Roughly 21% of Americans ages 22 to 34 said retirement is out of reach, or not part of their plan, in a recent TIAA Institute survey. And it’s not hard to see why.
Good entry-level jobs are getting harder to come by, student debt burdens are daunting and the cost of living is high. Videos on TikTok detail a so-called “silent recession,” or even a “silent depression,” as millions juggle increased costs on everything from auto insurance and food to rent and utilities. And when struggling with short-term financial pressures, focus on a far-off retirement goal can take a backseat.
“If you ask younger generations what financial actions they’ve taken over the past year, many made attempts to remove some debt and improve their credit score, and that comes at expense of saving for retirement,” said Surya Kolluri, head of the TIAA Institute.
The research organization’s report, released Thursday, detailed a downbeat attitude among many young Americans. Almost two-thirds said they don’t believe they have access to the same opportunities as everyone else. Only 27% agreed that they live in a fair and just society.
One opportunity many young Americans don’t feel will be there for them is the ability to rely on Social Security. Fewer than half of younger generations considered income from Social Security as a way to fund retirement, compared with 64% of those surveyed who plan to retire, and 73% of retirees.

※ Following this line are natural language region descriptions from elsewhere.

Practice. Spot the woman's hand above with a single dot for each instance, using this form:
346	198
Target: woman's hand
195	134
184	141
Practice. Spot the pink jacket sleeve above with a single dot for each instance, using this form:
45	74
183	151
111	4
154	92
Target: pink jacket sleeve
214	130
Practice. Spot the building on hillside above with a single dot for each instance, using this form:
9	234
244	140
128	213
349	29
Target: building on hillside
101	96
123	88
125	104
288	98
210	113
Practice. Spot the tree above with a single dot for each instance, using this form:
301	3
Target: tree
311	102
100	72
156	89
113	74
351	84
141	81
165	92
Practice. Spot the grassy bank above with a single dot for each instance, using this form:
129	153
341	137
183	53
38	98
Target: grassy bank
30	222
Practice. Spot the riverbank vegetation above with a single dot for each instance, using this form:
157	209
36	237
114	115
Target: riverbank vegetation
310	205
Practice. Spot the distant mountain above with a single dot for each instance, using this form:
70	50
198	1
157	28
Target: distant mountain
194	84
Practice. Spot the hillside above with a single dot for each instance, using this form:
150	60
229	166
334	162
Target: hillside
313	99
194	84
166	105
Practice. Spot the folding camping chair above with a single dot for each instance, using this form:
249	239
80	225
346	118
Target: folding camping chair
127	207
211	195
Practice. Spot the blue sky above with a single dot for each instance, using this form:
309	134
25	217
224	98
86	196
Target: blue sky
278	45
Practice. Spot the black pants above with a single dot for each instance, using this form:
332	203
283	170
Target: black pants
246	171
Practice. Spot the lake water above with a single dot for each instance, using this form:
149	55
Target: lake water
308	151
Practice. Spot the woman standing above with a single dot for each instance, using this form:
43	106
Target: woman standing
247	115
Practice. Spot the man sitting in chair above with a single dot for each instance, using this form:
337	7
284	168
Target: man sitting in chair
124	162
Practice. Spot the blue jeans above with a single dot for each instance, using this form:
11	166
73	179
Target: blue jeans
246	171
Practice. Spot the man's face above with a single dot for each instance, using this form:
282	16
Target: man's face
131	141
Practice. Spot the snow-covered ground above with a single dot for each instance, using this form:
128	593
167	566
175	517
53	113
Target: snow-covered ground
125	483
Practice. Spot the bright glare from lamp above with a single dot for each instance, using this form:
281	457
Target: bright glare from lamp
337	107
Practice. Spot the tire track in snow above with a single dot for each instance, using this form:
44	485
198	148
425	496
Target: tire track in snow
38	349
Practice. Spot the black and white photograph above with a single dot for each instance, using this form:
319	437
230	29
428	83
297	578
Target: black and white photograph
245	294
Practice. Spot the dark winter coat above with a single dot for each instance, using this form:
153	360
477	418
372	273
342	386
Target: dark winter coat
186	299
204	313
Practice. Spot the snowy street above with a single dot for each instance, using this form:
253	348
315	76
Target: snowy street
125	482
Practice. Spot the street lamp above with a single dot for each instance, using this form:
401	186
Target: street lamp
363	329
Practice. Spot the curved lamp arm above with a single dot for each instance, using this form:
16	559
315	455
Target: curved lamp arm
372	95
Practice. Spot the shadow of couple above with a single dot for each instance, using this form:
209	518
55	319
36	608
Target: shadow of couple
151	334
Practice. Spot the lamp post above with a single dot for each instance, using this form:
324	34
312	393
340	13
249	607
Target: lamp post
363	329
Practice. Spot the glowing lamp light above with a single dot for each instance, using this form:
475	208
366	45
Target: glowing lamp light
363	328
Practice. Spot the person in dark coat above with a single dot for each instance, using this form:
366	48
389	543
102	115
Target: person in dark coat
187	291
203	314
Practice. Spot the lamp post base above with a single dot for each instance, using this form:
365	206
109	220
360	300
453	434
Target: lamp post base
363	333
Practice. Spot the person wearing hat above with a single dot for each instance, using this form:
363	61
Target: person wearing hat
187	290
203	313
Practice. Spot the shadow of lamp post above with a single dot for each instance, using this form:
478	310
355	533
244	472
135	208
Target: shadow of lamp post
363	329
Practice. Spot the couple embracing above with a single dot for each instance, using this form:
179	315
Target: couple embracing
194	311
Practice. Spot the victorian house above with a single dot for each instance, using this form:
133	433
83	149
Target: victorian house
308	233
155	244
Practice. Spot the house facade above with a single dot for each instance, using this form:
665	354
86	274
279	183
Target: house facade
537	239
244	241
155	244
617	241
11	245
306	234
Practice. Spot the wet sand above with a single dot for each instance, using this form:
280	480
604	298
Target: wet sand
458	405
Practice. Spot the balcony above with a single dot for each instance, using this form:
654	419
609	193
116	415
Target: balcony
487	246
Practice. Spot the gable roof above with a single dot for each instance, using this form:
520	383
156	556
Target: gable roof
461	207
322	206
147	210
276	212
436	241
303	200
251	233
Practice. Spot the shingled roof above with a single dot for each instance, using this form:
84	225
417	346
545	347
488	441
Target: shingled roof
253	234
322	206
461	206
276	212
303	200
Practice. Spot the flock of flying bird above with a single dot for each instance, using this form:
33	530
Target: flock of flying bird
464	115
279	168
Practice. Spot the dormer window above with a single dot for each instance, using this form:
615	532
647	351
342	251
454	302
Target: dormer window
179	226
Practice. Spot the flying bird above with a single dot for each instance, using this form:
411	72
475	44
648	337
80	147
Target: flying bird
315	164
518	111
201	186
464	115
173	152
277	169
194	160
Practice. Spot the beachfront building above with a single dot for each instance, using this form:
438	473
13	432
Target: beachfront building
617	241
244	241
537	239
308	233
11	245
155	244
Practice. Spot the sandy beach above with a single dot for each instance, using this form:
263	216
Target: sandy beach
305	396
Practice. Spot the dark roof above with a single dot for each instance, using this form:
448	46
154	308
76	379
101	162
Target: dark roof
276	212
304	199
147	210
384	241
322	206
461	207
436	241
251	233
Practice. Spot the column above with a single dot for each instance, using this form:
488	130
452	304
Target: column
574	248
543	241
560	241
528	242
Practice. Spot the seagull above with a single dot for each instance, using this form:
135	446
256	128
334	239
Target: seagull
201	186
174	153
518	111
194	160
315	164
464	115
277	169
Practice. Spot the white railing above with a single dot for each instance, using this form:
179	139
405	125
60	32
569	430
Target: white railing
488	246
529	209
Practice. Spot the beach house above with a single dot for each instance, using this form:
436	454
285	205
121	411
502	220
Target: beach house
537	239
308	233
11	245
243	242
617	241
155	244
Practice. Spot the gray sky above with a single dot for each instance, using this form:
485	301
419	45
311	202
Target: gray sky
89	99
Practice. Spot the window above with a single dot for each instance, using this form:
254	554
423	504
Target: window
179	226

Younger generations instead plan to rely more heavily on retirement accounts such as 401(k)s. Many workers in the gig economy, however, lack access to 401(k)s, and instead fund IRAs. But while the IRS annual contribution limit for 401(k) contributions is $23,000 — and companies often match some part of that contribution — the IRA limit is far lower, at $7,000 for a traditional IRA.
While more than two out of five of all respondents cited being unable to save as the reason why they don’t plan to retire, 13% wanted to avoid boredom, 10% cited career enjoyment and 7% were concerned about feeling a lack of purpose.
The survey of 1,684 adults between the ages of 18 and 75 was fielded from May 19 to June 11 by Ipsos.